Consequently, from a more mathematical standpoint,

$M*10,010,001 + A* 1,001,010 + D*100,100 - (M*100 + A*10 + D)$ is prime, as is $A*1,010 + D*100 + M$.

I ran this through a little program that I wrote, and I discovered that there are three distinct solution sets.
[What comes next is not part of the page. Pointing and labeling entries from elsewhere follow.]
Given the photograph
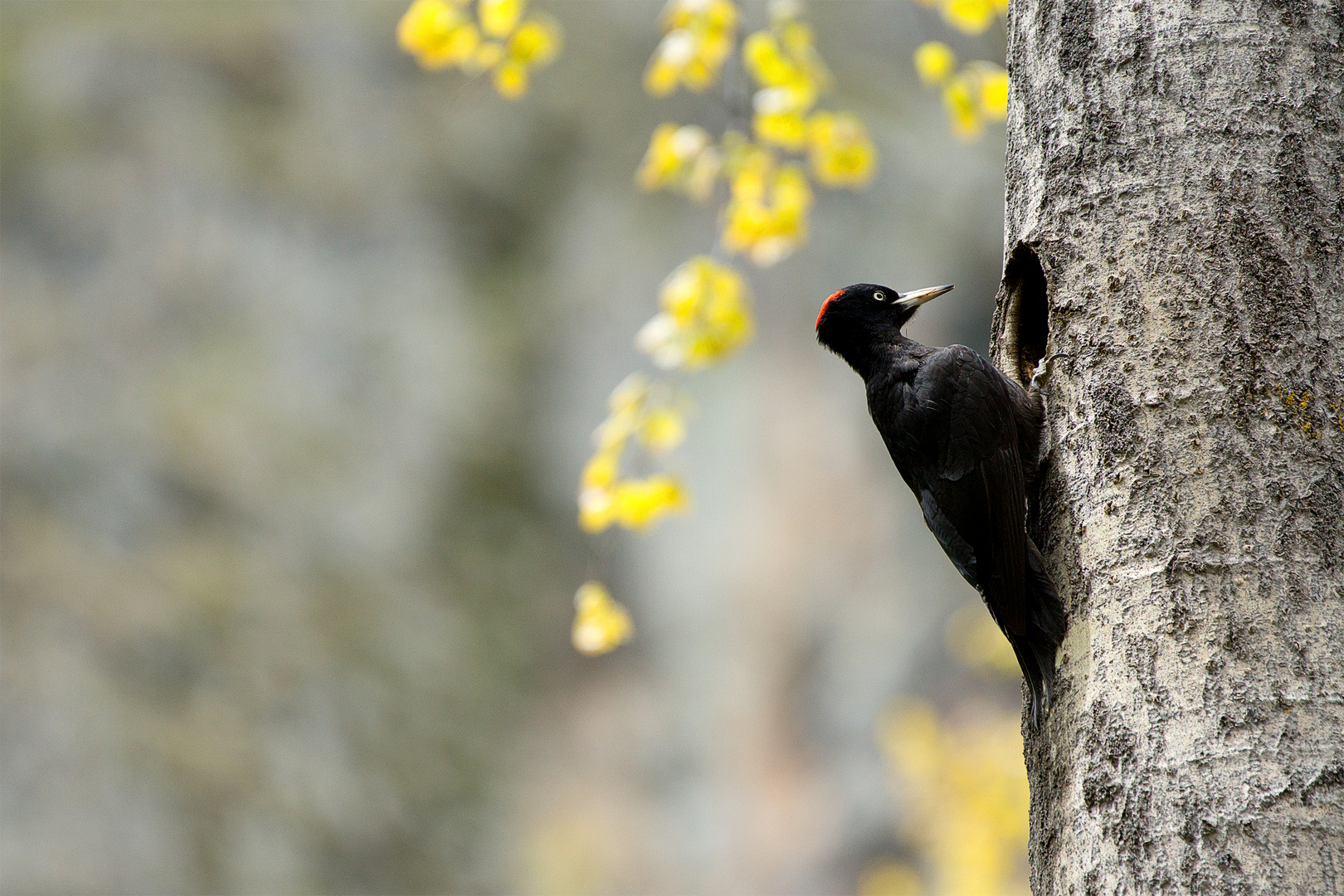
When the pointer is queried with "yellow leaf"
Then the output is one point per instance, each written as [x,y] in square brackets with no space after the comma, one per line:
[641,503]
[600,624]
[537,42]
[969,17]
[499,17]
[962,101]
[841,153]
[993,91]
[511,80]
[934,62]
[661,430]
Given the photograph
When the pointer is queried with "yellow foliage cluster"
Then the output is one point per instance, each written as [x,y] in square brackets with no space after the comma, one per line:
[442,34]
[682,158]
[706,316]
[767,217]
[601,625]
[698,38]
[655,416]
[968,17]
[704,306]
[968,798]
[975,95]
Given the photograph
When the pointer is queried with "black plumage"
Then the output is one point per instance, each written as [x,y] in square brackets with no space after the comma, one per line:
[967,441]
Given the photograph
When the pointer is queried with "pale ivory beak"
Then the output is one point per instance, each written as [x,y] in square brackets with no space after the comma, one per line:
[921,296]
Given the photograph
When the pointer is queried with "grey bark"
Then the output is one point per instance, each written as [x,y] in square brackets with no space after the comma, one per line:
[1174,221]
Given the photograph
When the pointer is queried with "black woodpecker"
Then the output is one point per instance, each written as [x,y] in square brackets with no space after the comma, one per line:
[965,440]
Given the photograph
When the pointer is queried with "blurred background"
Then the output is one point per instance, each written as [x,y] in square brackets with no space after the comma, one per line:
[301,353]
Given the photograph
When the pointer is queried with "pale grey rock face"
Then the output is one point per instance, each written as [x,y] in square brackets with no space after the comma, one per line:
[1175,171]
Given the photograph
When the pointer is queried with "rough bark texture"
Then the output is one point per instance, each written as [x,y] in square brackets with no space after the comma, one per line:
[1174,222]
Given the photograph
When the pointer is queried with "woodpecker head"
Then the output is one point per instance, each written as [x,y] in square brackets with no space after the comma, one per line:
[856,319]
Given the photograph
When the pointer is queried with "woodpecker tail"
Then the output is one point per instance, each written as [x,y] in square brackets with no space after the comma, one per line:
[1046,626]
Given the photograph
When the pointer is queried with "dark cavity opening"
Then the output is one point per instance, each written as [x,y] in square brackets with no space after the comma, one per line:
[1029,312]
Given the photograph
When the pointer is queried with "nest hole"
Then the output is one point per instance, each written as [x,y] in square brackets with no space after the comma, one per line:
[1029,312]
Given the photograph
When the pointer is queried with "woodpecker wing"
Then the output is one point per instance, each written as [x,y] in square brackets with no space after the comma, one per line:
[971,486]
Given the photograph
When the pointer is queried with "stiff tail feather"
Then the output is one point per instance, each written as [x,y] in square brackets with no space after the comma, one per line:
[1046,626]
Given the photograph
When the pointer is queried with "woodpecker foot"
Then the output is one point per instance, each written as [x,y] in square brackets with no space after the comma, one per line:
[1043,368]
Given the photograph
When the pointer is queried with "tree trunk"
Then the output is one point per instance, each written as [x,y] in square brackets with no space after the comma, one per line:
[1174,222]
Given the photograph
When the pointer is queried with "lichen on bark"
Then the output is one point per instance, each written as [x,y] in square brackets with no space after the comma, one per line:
[1175,169]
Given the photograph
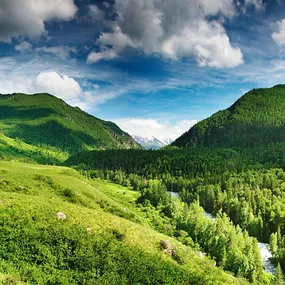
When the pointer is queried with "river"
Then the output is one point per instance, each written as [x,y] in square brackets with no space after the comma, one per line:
[264,248]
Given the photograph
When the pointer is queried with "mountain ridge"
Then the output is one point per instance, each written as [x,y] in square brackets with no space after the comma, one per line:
[255,119]
[42,119]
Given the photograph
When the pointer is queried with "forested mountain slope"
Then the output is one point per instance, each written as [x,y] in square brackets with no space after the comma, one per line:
[256,119]
[57,227]
[46,121]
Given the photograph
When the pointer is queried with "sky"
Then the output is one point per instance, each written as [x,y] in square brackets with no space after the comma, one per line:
[155,67]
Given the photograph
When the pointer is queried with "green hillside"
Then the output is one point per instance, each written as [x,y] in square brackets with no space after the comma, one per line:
[45,121]
[105,237]
[256,119]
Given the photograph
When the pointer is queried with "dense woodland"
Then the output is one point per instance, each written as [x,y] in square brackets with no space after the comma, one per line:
[48,122]
[255,120]
[239,187]
[232,165]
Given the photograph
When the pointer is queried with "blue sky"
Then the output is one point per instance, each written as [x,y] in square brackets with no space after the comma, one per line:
[155,67]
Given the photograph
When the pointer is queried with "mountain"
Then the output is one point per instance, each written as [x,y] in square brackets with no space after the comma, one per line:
[46,121]
[149,143]
[58,227]
[256,119]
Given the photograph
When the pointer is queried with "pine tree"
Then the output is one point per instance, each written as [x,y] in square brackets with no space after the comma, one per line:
[278,276]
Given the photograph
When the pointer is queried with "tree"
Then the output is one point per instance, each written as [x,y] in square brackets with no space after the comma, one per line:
[278,276]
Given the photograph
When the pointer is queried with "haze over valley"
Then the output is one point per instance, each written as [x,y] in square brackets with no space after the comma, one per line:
[142,142]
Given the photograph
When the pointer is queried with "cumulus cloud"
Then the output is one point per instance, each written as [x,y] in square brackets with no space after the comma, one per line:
[148,128]
[62,52]
[27,18]
[24,46]
[62,86]
[258,4]
[107,54]
[172,29]
[279,35]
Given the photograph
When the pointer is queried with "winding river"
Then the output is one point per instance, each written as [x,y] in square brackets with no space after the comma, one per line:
[264,248]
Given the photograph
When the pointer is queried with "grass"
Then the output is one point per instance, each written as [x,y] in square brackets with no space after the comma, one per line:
[105,238]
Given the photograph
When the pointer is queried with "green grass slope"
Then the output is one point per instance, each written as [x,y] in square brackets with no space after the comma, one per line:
[45,121]
[256,119]
[104,239]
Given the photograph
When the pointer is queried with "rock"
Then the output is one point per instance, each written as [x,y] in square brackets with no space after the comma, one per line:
[167,247]
[60,216]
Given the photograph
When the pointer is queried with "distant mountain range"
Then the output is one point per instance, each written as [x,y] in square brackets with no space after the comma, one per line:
[46,121]
[151,142]
[257,119]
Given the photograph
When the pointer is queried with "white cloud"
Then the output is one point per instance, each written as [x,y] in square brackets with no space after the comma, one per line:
[258,4]
[61,86]
[24,46]
[27,18]
[279,35]
[102,55]
[62,52]
[148,128]
[173,29]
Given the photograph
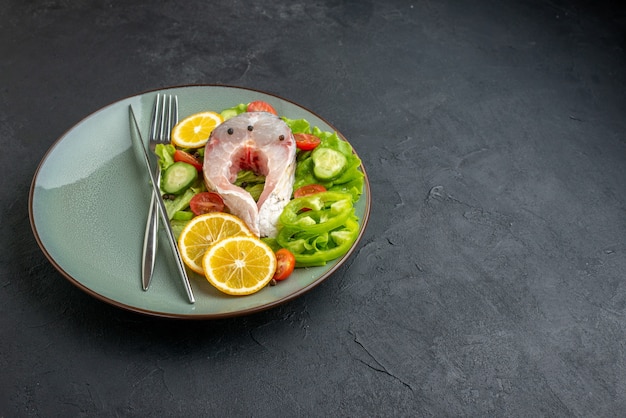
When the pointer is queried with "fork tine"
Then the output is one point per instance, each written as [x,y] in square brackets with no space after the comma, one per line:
[155,117]
[164,118]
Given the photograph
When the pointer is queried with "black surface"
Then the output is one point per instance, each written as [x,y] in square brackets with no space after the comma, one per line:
[490,281]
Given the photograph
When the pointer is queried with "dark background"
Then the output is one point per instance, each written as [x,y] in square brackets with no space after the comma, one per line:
[490,280]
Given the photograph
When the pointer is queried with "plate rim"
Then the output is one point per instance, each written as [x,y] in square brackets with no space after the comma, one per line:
[192,316]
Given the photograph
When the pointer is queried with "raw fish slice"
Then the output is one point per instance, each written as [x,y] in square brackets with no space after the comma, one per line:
[260,142]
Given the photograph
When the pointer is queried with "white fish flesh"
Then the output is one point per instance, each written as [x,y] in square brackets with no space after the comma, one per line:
[260,142]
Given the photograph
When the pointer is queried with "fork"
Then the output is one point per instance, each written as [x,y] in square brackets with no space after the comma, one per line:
[164,117]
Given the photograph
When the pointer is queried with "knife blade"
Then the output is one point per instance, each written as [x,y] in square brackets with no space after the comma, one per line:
[161,206]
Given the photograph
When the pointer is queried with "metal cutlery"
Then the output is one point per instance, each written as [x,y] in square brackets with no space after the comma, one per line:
[160,205]
[164,117]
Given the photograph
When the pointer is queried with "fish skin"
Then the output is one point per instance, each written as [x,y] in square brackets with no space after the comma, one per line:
[261,150]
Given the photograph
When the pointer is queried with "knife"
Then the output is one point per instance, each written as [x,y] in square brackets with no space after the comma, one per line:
[161,206]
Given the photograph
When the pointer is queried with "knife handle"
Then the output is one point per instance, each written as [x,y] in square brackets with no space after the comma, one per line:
[150,241]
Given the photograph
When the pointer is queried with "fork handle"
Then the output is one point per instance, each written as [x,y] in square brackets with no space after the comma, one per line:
[150,241]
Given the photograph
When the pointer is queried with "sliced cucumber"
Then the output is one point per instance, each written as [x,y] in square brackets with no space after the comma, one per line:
[327,163]
[178,177]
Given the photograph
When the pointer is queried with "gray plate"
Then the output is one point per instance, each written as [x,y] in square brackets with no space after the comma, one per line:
[88,204]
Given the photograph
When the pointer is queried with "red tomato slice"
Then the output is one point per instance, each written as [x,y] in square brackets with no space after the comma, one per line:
[185,157]
[285,263]
[206,202]
[308,190]
[261,106]
[306,142]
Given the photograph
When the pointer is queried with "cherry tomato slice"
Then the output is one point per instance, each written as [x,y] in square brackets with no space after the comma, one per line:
[306,142]
[261,106]
[185,157]
[206,202]
[285,263]
[308,190]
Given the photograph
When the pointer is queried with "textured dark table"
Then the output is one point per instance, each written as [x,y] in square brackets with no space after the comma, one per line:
[491,278]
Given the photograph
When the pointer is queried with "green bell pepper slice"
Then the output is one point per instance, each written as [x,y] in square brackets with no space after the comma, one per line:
[326,211]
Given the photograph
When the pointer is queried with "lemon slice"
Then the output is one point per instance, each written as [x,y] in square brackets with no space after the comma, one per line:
[194,130]
[239,265]
[205,230]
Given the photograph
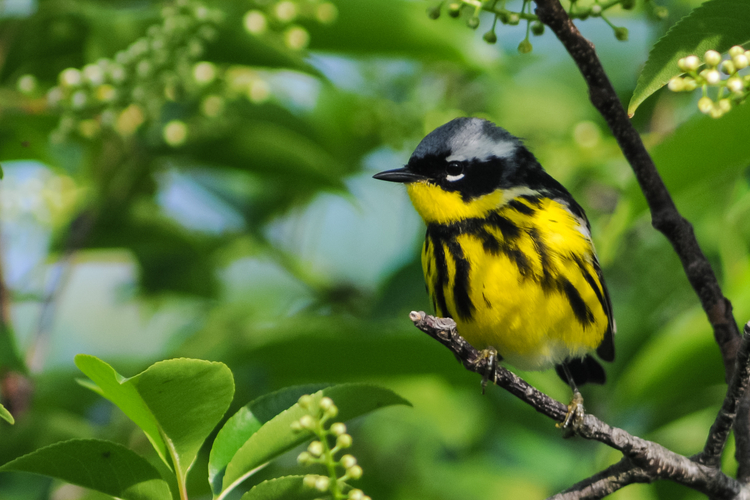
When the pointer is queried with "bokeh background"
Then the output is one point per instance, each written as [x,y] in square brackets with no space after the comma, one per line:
[194,179]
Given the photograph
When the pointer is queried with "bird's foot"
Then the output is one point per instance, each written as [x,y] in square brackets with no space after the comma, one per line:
[490,356]
[574,417]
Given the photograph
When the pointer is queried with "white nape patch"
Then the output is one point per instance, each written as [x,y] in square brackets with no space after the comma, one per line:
[513,193]
[581,227]
[472,143]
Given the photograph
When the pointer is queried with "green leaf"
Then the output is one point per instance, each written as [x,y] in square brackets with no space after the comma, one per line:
[716,24]
[176,402]
[276,436]
[5,415]
[99,465]
[282,488]
[245,423]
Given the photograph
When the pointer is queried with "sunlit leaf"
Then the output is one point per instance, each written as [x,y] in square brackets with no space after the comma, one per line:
[176,402]
[99,465]
[246,422]
[282,488]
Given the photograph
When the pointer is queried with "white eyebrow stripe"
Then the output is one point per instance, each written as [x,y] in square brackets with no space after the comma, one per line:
[482,148]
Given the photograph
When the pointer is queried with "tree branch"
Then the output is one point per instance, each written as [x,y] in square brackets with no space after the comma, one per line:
[664,214]
[605,482]
[653,460]
[717,436]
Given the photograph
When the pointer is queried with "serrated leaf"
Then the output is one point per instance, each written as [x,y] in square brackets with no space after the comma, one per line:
[276,436]
[98,465]
[282,488]
[176,402]
[246,422]
[5,415]
[716,24]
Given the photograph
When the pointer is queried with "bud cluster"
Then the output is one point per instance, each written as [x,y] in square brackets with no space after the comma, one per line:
[126,91]
[331,439]
[726,75]
[279,21]
[472,8]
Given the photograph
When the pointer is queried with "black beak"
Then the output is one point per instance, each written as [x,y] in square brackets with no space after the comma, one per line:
[399,175]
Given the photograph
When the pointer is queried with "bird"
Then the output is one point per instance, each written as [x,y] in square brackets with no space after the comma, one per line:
[508,254]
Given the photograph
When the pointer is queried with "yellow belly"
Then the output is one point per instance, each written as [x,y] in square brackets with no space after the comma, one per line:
[525,312]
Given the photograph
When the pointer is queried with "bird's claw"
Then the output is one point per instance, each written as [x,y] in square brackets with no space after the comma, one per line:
[490,355]
[574,417]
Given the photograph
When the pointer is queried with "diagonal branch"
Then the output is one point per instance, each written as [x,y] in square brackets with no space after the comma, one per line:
[717,436]
[664,214]
[653,460]
[605,482]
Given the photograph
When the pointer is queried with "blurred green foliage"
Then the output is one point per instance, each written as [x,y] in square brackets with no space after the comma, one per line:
[203,189]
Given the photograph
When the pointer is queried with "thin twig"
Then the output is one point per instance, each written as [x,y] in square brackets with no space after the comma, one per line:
[77,234]
[654,460]
[664,214]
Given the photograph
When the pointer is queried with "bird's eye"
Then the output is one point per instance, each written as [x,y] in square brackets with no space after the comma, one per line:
[454,171]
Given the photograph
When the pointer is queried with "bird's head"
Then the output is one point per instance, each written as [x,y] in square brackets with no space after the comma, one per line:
[466,168]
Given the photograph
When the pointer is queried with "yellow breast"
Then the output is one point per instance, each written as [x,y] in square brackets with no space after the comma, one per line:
[521,278]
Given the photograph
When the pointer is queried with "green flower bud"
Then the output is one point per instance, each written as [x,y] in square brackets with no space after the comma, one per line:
[344,441]
[713,77]
[692,63]
[736,50]
[348,461]
[321,483]
[712,58]
[307,422]
[354,472]
[661,12]
[304,458]
[727,67]
[525,47]
[735,84]
[740,61]
[675,84]
[338,429]
[705,104]
[315,448]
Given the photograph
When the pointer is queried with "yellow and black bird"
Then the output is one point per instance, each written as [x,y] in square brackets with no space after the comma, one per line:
[508,252]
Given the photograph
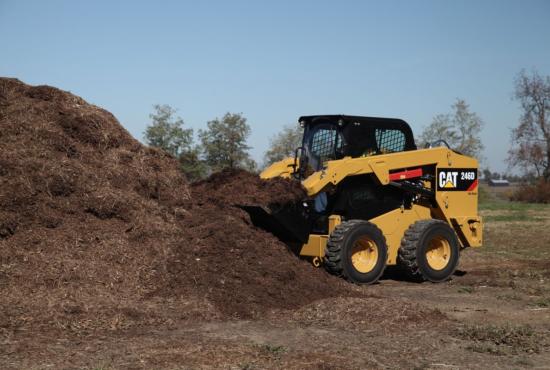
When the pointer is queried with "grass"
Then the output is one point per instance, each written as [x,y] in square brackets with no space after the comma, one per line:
[501,339]
[541,302]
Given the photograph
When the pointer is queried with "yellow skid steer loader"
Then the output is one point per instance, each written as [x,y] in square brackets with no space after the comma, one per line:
[375,199]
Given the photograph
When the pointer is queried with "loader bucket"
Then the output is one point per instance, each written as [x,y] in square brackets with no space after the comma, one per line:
[289,223]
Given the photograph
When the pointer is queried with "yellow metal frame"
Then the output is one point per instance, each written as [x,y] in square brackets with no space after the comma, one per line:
[457,208]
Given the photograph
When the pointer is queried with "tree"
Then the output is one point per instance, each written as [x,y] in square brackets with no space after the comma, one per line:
[531,138]
[224,143]
[460,129]
[487,174]
[192,165]
[284,144]
[167,132]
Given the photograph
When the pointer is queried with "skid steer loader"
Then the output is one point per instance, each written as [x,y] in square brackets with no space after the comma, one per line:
[375,199]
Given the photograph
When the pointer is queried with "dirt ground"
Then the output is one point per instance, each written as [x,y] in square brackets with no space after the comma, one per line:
[104,266]
[495,313]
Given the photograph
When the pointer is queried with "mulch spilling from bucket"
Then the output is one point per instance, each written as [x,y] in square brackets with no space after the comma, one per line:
[99,231]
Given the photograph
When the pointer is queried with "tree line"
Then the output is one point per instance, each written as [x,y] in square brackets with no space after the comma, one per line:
[224,141]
They are:

  1. M: 1 A: 5 D: 8 --> $15,815,851 - 158 = 15,815,693‬$, which is prime. $5851$ is also prime.

  2. M: 3 A: 1 D: 6 --> $31,631,613 - 316 = 31,631,297‬$, which is prime. $1613$ is also prime.

  3. M: 3 A: 5 D: 6 --> $35,635,653 - 356 = 35,635,297$, which is prime. $5653$ is also prime.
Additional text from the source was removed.